Maior renda com agroindústria
Programa desburocratiza ações de registro e facilita o acesso à tecnologia e ao crédito
Roberto Fanchin e sua mulher, na propriedadeO produtor ao lado da caldeira, instrumento de força no campo
Elvira Fantin
De Curitiba
Especial para Folha Rural
Há 10 anos o pequeno produtor Roberto Fanchin, de Porto Amazonas, no Sul do Paraná, produz leite e vende o produto in natura, recebendo atualmente R$0,28 por litro. Dentro de dois meses a receita obtida com a produção deverá crescer cerca de 180%. A elevação será possível com a transformação da matéria-prima em doce-de-leite, que será comercializado a $0,80 o litro.
O produto chegará ao mercado com a marca Supramilk. Para viabilizar a produção, Fanchin está instalando dentro de sua propriedade, de 64 hectares, uma fábrica de doce-de-leite, já em fase final de construção. Trata-se de uma das primeiras unidades apoiadas pelo programa Fábrica do Agricultor, do Governo do Estado.
Maior ganhoCoordenado pela Secretaria da Agricultura, o programa incentiva a transformação da produção primária com agregação de valor, permitindo maior ganho ao produtor. Roberto Fanchin conta que há cerca de dois anos já tinha intenção de construir uma unidade de transformação do leite, mas a excessiva burocracia e a dificuldade de acesso ao crédito acabavam inviabilizando o projeto. No ano passado, quando estava quase desistindo, tomei conhecimento, pela imprensa, do programa Fábrica do Agricultor, do Governo do Estado, lembra.
Buscando mais informações na Secretaria da Agricultura, o produtor percebeu que o conteúdo do programa vinha exatamente ao encontro de suas necessidades. O programa defende a transformação da produção com agregação de valor, melhorando a renda do produtor, e era exatamente isto que eu buscava, comenta.
Fanchin então retomou o seu projeto e a partir dali conseguiu alavancar a sua fábrica. Através do programa Fábrica do Agricultor foi beneficiado pelo Kit Agilidade, que garante a tramitação rápida dos papéis necessários para o registro da unidade. Consegui em menos de 30 dias o registro provisório junto ao Serviço de Inspeção do Paraná (SIP), o que permitiu dar início à construção, seguindo todas as exigências da legislação sanitária. Além disso, obtive também a licença ambiental do Instituto Ambiental do Paraná (IAP), informa Roberto Fanchin.

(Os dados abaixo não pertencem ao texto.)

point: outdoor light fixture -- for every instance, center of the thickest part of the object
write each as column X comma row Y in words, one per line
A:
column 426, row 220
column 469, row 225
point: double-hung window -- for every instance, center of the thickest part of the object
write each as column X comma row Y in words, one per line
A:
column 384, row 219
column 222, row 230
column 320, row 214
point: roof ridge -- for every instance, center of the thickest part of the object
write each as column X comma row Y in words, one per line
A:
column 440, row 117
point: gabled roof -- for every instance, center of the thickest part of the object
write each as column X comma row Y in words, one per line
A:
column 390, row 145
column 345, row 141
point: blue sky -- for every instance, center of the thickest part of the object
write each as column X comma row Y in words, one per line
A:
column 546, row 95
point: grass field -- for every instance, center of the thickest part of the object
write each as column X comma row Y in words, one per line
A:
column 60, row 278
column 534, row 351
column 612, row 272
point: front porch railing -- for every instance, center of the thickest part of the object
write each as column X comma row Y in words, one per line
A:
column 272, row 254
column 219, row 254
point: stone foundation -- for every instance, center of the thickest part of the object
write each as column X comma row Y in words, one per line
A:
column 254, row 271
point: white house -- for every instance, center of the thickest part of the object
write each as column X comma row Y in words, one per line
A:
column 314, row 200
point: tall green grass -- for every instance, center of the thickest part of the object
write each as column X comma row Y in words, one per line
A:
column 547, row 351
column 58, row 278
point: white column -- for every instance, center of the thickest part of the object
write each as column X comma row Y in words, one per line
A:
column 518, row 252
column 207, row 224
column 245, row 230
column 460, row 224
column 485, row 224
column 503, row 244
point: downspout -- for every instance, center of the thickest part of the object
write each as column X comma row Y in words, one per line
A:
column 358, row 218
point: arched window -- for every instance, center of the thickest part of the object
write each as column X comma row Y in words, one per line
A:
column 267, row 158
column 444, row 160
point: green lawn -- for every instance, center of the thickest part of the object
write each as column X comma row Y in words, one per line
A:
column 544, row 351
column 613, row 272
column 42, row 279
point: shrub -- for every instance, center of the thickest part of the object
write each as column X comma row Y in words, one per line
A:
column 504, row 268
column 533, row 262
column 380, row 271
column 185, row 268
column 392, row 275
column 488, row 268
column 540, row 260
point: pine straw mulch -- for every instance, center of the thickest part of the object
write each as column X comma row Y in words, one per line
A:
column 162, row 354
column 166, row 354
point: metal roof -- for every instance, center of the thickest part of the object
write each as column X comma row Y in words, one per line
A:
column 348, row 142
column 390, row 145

CréditoO produtor conta que seu ingresso no programa Fábrica do Agricultor foi também decisivo para viabilizar a liberação do crédito para a obra. Consegui um financiamento de R$42 mil junto ao Banco do Brasil, através da linha Proger Rural, que tem carência de dois anos, cinco anos para pagar e juros de TJLP mais 6% ao ano.

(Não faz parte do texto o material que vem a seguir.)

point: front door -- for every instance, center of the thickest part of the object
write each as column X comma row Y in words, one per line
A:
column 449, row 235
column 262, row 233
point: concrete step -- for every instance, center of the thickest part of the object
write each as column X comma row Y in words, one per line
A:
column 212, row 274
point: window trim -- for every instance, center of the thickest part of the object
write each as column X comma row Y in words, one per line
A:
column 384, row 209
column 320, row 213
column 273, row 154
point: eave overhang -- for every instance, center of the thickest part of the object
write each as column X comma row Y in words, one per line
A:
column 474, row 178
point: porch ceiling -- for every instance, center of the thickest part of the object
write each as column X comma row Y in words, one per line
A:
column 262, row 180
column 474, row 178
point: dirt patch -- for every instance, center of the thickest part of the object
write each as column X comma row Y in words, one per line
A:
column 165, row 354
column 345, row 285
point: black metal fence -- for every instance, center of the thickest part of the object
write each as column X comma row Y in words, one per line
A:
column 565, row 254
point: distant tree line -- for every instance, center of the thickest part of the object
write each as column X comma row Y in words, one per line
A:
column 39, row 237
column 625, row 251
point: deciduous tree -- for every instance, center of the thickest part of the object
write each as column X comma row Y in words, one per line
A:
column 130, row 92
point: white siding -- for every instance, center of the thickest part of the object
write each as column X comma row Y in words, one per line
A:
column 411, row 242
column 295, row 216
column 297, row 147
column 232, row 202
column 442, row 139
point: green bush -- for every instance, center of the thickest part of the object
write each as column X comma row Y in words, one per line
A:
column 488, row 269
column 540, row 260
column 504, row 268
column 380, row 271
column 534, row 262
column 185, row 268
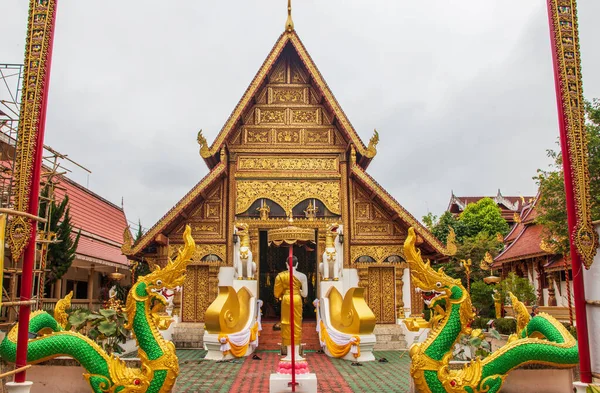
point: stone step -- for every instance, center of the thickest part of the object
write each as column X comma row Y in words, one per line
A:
column 389, row 337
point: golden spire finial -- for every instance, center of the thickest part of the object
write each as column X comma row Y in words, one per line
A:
column 289, row 24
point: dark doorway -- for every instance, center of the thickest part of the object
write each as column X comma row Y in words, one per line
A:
column 272, row 261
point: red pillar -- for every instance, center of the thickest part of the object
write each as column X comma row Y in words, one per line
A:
column 576, row 263
column 293, row 348
column 30, row 250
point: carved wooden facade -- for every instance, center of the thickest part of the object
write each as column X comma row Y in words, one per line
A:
column 288, row 144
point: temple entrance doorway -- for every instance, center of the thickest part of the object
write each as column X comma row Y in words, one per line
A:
column 272, row 261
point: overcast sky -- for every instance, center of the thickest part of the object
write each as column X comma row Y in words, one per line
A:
column 461, row 92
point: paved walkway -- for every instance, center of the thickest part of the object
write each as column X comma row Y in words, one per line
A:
column 252, row 376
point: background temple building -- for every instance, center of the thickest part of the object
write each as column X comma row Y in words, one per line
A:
column 288, row 151
column 526, row 255
column 511, row 206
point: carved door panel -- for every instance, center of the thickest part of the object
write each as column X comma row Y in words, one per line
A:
column 382, row 294
column 195, row 294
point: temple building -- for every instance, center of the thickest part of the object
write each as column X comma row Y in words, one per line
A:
column 510, row 206
column 288, row 152
column 526, row 255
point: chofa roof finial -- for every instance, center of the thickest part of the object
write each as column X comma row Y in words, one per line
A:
column 289, row 24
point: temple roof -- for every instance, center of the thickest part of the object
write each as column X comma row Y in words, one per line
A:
column 211, row 155
column 171, row 215
column 101, row 223
column 509, row 205
column 399, row 212
column 525, row 238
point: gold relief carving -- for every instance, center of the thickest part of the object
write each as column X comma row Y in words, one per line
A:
column 288, row 96
column 305, row 116
column 288, row 193
column 257, row 136
column 270, row 116
column 317, row 136
column 565, row 41
column 378, row 253
column 374, row 299
column 212, row 210
column 39, row 37
column 202, row 250
column 278, row 74
column 372, row 228
column 362, row 210
column 288, row 164
column 288, row 136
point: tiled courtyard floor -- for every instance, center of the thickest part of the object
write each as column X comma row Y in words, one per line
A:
column 252, row 376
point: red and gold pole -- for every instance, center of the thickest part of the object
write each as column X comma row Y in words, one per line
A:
column 28, row 162
column 562, row 15
column 292, row 338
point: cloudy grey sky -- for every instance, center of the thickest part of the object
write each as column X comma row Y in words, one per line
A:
column 462, row 92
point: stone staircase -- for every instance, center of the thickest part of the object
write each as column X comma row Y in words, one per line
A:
column 270, row 339
column 389, row 338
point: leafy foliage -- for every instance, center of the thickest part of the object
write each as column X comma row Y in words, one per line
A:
column 106, row 327
column 505, row 325
column 483, row 216
column 61, row 254
column 440, row 228
column 481, row 297
column 552, row 204
column 520, row 287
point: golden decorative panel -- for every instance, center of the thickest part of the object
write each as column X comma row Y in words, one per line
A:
column 257, row 136
column 196, row 297
column 35, row 79
column 319, row 137
column 378, row 253
column 270, row 116
column 288, row 193
column 306, row 116
column 287, row 164
column 565, row 47
column 203, row 250
column 288, row 95
column 288, row 136
column 369, row 228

Os R$42 mil, Fanchin investiu na construção da unidade, de 144 metros quadrados e na compra de equipamentos como o tacho cozinhador e a caldeira, que produzirá vapor através da queima da lenha. A fábrica de doce-de-leite, que deverá ser inaugurada em 60 dias, aproximadamente, está sendo construída seguindo todos os padrões da legislação sanitária. Dentro da unidade, o leite será examinado antes da transformação, para descartar a possibilidade de qualquer problema de sanidade e garantir a qualidade final do produto.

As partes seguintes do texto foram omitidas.